As organizations have begun to utilize databases as the centerpiece of their operations, the need to fully understand and leverage the data they are collecting has become more and more apparent. However, directly analyzing the data needed for day-to-day operations is not a good idea; we do not want to tax the company's operations more than we need to. Further, organizations also want to analyze data in a historical sense: How does the data we have today compare with the same data set this time last month or last year? From these needs arose the concept of the data warehouse.
The data warehouse concept is simple: extract data from one or more of the organization’s databases and load it into the data warehouse (which is itself another database) for storage and analysis. However, the execution of this concept is not that simple. A data warehouse should be designed so that it meets the following criteria:
- It uses non-operational data. This means that the data warehouse uses a copy of data from the active databases that the company uses in its day-to-day operations, so the data warehouse must pull data from the existing databases on a regular, scheduled basis.
- The data is time-variant.

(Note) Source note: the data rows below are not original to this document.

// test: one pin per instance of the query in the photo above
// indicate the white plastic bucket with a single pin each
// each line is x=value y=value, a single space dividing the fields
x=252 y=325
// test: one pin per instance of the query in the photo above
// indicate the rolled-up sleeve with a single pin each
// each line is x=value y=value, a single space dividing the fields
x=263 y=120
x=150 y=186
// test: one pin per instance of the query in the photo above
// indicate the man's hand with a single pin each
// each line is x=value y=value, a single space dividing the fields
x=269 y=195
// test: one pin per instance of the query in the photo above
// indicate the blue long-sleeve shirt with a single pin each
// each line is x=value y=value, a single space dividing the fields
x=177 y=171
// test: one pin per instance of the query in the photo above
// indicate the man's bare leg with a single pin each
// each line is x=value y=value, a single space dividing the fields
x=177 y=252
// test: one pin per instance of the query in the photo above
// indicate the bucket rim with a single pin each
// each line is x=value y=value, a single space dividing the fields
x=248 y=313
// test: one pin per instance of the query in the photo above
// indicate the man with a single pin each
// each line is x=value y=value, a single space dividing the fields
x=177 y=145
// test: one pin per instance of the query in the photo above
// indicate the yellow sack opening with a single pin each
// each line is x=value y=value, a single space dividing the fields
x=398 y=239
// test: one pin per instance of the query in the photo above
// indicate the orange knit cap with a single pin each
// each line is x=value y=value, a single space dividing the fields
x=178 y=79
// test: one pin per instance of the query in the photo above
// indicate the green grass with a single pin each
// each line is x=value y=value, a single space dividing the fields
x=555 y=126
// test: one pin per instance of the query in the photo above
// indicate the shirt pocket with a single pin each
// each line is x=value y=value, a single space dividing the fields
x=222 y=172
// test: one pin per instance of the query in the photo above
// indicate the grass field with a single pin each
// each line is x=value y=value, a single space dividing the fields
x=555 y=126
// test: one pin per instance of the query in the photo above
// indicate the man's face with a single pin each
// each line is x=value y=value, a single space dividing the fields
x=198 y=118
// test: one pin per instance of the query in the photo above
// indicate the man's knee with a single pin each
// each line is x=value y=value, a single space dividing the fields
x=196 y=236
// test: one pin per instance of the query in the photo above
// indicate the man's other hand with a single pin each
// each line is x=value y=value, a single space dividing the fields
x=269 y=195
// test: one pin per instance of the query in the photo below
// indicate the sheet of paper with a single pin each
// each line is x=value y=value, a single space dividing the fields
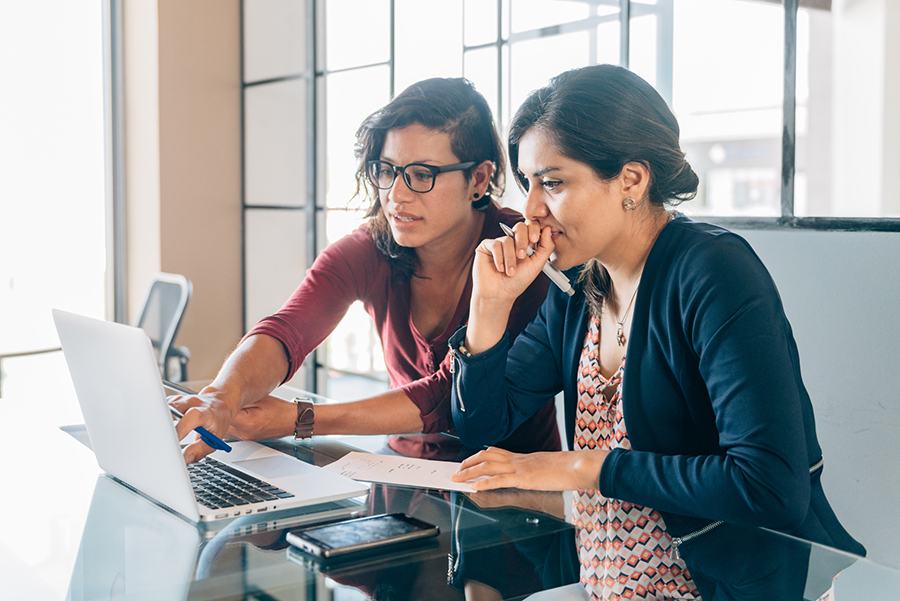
x=403 y=471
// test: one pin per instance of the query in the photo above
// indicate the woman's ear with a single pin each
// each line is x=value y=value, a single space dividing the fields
x=635 y=178
x=481 y=178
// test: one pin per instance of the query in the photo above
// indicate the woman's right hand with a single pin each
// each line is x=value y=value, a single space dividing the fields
x=207 y=409
x=501 y=273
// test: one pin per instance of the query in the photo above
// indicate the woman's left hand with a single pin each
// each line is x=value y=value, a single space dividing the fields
x=555 y=470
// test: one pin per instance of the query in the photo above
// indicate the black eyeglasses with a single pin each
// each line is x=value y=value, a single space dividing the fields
x=418 y=177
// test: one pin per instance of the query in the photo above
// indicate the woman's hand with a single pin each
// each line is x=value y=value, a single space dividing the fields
x=503 y=270
x=266 y=419
x=554 y=470
x=501 y=273
x=207 y=409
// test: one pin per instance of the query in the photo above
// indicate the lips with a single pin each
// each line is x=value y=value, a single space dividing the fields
x=403 y=221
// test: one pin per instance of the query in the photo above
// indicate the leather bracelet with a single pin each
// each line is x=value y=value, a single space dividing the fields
x=306 y=418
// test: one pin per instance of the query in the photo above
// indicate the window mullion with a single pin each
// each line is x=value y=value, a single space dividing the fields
x=789 y=125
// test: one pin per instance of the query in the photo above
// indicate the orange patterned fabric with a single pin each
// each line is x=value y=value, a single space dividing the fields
x=623 y=548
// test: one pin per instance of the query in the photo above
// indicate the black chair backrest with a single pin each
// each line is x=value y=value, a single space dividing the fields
x=163 y=309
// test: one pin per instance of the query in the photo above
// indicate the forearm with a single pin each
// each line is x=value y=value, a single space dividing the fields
x=392 y=412
x=487 y=324
x=250 y=373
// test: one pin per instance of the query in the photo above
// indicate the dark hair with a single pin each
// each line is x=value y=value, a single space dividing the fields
x=605 y=116
x=450 y=105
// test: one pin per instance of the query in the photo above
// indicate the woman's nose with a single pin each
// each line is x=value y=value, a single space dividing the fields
x=399 y=192
x=534 y=206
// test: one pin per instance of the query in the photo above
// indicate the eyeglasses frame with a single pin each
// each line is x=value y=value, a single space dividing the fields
x=435 y=171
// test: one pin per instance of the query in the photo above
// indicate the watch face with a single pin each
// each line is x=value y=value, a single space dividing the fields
x=306 y=417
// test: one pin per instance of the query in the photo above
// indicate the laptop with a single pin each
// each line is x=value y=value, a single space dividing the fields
x=118 y=385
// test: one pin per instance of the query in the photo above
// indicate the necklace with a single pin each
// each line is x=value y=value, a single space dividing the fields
x=620 y=331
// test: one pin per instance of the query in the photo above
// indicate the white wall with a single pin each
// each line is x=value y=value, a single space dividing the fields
x=841 y=292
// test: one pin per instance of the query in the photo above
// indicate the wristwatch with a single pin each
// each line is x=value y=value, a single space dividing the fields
x=306 y=417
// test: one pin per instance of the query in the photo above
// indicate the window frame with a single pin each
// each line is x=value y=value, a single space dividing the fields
x=315 y=75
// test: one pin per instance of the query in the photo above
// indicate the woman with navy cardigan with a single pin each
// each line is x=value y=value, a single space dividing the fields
x=684 y=404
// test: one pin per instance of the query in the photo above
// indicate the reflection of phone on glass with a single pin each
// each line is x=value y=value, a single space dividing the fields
x=361 y=534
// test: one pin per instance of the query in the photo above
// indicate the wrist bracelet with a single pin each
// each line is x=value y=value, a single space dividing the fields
x=306 y=417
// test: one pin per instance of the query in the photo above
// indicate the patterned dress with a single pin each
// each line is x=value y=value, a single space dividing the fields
x=623 y=548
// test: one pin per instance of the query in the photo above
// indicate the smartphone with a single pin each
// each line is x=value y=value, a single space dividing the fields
x=361 y=534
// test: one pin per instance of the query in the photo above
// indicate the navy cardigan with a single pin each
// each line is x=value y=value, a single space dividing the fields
x=720 y=424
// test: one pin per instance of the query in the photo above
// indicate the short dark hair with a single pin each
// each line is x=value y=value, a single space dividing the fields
x=605 y=116
x=450 y=105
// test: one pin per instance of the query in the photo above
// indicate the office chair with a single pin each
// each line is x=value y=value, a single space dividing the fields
x=164 y=306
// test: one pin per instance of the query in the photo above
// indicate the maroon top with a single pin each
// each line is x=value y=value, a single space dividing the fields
x=352 y=269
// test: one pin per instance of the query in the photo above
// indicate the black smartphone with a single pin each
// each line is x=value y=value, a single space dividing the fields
x=361 y=534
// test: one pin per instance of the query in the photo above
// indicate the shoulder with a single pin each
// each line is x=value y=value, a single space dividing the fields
x=355 y=250
x=691 y=251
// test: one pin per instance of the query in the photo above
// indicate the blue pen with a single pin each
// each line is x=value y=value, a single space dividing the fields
x=205 y=435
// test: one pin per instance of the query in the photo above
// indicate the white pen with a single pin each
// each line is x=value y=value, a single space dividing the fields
x=555 y=275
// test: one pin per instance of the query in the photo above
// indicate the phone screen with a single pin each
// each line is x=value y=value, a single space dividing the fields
x=360 y=534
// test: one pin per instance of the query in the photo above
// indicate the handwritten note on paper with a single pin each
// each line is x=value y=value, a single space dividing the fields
x=403 y=471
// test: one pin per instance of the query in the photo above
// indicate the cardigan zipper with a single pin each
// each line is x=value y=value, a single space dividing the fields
x=455 y=370
x=677 y=541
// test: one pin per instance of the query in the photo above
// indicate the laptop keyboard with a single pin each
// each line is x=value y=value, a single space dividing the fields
x=217 y=485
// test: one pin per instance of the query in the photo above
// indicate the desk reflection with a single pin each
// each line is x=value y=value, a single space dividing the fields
x=729 y=563
x=132 y=549
x=499 y=545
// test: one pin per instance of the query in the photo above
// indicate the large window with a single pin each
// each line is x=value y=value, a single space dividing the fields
x=52 y=183
x=804 y=137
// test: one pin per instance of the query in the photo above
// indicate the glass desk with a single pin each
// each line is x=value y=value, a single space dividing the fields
x=73 y=533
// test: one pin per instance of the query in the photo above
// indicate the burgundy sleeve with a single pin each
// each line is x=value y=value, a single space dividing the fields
x=431 y=394
x=342 y=274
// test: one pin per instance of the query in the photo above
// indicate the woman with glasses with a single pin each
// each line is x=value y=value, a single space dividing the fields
x=688 y=416
x=430 y=164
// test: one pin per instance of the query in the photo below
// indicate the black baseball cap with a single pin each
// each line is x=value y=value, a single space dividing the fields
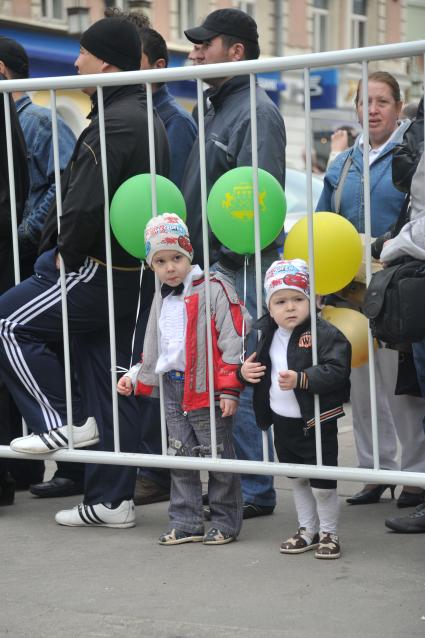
x=224 y=22
x=14 y=56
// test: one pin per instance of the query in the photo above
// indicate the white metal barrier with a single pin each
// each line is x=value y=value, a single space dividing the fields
x=200 y=73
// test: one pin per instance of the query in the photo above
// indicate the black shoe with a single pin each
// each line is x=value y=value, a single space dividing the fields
x=412 y=524
x=251 y=510
x=410 y=499
x=370 y=495
x=7 y=489
x=57 y=487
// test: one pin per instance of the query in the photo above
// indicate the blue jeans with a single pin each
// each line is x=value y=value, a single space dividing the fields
x=419 y=358
x=247 y=436
x=189 y=435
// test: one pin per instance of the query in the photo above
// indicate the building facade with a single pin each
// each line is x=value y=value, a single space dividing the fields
x=50 y=29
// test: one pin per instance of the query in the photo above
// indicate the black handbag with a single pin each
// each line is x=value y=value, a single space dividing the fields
x=395 y=303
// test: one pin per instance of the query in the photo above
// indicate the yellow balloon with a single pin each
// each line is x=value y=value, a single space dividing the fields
x=337 y=250
x=353 y=325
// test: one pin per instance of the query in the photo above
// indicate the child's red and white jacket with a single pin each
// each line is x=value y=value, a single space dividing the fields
x=230 y=321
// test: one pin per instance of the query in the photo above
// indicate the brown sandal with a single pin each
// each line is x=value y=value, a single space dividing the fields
x=298 y=544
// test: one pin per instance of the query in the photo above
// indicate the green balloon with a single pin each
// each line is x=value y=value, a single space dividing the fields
x=131 y=209
x=230 y=209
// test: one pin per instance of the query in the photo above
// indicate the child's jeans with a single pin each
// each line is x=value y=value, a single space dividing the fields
x=189 y=435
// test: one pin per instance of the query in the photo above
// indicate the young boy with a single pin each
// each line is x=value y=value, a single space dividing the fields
x=182 y=360
x=284 y=395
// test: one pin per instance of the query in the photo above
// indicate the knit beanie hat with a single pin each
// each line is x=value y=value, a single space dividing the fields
x=14 y=56
x=290 y=274
x=116 y=41
x=167 y=232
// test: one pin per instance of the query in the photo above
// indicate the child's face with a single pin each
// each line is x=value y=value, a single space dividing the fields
x=289 y=308
x=171 y=267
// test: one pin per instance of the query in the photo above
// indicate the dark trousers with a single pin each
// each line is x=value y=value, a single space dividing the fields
x=31 y=318
x=295 y=445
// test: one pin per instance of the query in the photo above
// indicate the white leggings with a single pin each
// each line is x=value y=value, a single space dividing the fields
x=317 y=509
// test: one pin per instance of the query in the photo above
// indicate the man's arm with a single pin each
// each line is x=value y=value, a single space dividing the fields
x=83 y=205
x=29 y=231
x=271 y=143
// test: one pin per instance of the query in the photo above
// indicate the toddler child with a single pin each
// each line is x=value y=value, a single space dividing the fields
x=182 y=360
x=286 y=382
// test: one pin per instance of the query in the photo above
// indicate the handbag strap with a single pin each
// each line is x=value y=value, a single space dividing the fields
x=340 y=186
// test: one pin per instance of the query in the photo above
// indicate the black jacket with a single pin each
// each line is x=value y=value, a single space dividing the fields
x=82 y=222
x=406 y=155
x=227 y=146
x=330 y=379
x=21 y=190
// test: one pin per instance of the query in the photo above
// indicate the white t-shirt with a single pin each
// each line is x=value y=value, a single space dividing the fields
x=283 y=402
x=172 y=328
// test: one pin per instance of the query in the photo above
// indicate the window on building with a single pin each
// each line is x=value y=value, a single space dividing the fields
x=320 y=25
x=52 y=9
x=248 y=7
x=358 y=23
x=186 y=13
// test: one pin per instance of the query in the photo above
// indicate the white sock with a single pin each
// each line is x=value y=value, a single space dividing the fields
x=327 y=509
x=305 y=504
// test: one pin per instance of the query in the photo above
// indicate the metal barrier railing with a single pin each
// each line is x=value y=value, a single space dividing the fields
x=200 y=73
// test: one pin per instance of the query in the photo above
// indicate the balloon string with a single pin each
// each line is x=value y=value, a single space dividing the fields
x=137 y=314
x=245 y=264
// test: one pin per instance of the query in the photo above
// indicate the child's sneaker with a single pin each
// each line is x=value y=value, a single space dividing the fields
x=216 y=537
x=328 y=546
x=300 y=542
x=177 y=537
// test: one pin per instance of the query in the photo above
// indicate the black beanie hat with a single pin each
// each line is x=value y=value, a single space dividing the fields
x=116 y=41
x=14 y=56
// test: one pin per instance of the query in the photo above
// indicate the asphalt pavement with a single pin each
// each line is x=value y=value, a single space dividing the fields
x=102 y=583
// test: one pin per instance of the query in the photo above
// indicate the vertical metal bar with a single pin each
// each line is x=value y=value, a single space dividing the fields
x=109 y=278
x=367 y=223
x=257 y=232
x=12 y=187
x=152 y=165
x=205 y=245
x=65 y=327
x=308 y=154
x=12 y=194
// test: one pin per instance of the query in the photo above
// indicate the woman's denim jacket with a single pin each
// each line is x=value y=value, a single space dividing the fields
x=385 y=200
x=36 y=124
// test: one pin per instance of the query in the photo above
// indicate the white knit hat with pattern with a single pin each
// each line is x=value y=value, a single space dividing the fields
x=289 y=274
x=167 y=232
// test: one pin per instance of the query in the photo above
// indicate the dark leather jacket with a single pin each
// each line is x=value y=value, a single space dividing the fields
x=330 y=378
x=82 y=222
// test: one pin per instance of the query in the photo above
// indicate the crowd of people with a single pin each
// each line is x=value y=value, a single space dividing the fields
x=276 y=383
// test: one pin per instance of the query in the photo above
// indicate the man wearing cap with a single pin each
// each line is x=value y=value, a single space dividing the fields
x=36 y=124
x=30 y=313
x=230 y=35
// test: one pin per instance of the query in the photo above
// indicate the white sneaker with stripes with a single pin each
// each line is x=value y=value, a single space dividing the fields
x=98 y=515
x=83 y=436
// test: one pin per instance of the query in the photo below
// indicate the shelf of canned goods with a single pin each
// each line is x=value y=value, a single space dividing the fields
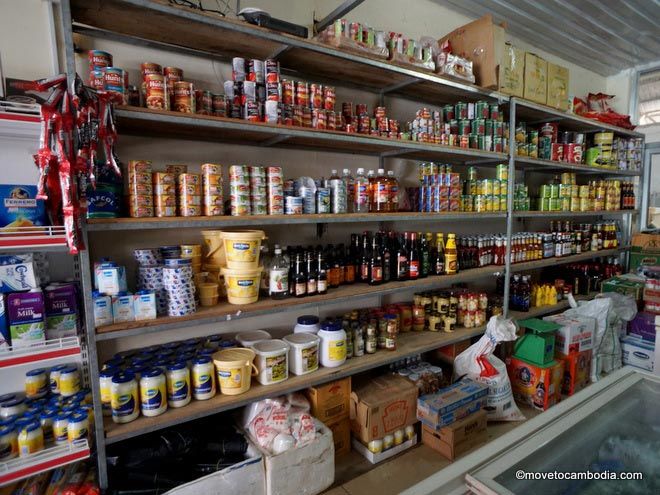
x=163 y=25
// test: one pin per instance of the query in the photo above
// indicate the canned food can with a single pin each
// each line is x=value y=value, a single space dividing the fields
x=184 y=98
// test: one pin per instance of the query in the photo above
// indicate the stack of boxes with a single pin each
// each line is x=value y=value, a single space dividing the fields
x=453 y=419
x=330 y=403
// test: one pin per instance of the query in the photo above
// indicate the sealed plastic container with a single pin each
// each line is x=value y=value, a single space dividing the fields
x=242 y=284
x=248 y=339
x=303 y=352
x=308 y=324
x=272 y=361
x=333 y=344
x=234 y=369
x=153 y=392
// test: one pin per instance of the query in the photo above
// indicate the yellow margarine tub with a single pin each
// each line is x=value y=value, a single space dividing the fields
x=234 y=369
x=241 y=247
x=242 y=285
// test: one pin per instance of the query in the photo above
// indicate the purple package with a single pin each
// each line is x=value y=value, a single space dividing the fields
x=643 y=325
x=61 y=311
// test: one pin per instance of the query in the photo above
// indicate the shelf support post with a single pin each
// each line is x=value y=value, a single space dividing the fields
x=509 y=203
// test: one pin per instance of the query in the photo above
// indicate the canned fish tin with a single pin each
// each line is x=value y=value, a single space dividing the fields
x=293 y=205
x=184 y=97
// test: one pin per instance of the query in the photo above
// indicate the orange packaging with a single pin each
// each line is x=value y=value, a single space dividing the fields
x=577 y=369
x=537 y=386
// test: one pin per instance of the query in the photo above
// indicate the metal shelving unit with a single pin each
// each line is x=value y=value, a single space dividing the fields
x=188 y=31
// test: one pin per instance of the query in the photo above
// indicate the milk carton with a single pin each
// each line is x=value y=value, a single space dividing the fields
x=102 y=309
x=5 y=340
x=61 y=311
x=25 y=312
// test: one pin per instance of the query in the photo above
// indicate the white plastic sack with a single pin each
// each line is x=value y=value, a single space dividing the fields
x=477 y=362
x=610 y=310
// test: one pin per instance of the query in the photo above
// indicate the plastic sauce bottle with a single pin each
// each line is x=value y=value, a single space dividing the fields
x=451 y=255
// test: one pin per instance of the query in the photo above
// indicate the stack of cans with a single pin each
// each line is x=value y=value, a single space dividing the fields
x=275 y=190
x=190 y=195
x=140 y=189
x=164 y=186
x=258 y=191
x=150 y=276
x=213 y=204
x=239 y=190
x=179 y=286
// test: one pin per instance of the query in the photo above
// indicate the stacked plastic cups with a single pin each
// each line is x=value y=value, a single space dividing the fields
x=150 y=275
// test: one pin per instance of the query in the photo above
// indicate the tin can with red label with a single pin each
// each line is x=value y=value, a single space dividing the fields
x=557 y=152
x=96 y=79
x=184 y=97
x=155 y=92
x=272 y=68
x=98 y=59
x=204 y=102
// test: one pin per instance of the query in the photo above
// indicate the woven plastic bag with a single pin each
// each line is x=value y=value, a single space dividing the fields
x=479 y=363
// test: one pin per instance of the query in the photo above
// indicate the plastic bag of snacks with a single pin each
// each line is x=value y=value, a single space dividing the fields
x=479 y=363
x=281 y=423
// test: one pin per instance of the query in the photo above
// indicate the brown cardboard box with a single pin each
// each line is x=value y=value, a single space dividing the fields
x=381 y=405
x=341 y=435
x=557 y=96
x=511 y=73
x=331 y=401
x=536 y=78
x=459 y=437
x=481 y=41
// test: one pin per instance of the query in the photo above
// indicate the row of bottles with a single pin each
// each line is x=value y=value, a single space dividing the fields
x=373 y=258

This means that whenever data is loaded into the data warehouse, it receives a timestamp, which allows for comparisons between different time periods.
- The data is standardized. Because the data in a data warehouse usually comes from several different sources, it is possible that the data does not use the same definitions or units. For example, our Events table in our Student Clubs database lists the event dates using the mm/dd/yyyy format (e.g., 01/10/2013). A table in another database might use the format yy/mm/dd (e.g., 13/01/10) for dates. For the data warehouse to match up the dates, a standard date format would have to be agreed upon, and all data loaded into the data warehouse would have to be converted to use this standard format. This process is called extraction-transformation-load (ETL).
There are two primary schools of thought when designing a data warehouse: bottom-up and top-down. The bottom-up approach starts by creating small data warehouses, called data marts, to solve specific business problems. As these data marts are created, they can be combined into a larger data warehouse. The top-down approach suggests that we should start by creating an enterprise-wide data warehouse and then, as specific business needs are identified, create smaller data marts from the data warehouse.
Benefits of Data Warehouses
Organizations find data warehouses quite beneficial for many reasons:
- Ability to integrate data from multiple systems formatted with different software and compile it to gain deeper insight.
- The process of developing a data warehouse forces an organization to understand the data better than it is currently collecting and, equally important, what data is not being collected.
- A data warehouse provides a centralized view of all data being collected across the enterprise and provides a means for determining inconsistent data.
- Once all data is identified as consistent, an organization can generate one version of the truth. This is important when the company wants to report consistent statistics about itself, such as revenue or employees' numbers.
- By having a data warehouse, snapshots of data can be taken over time. This creates a historical record of data, which allows for an analysis of trends.
- A data warehouse provides tools to combine data, which can provide new information and analysis.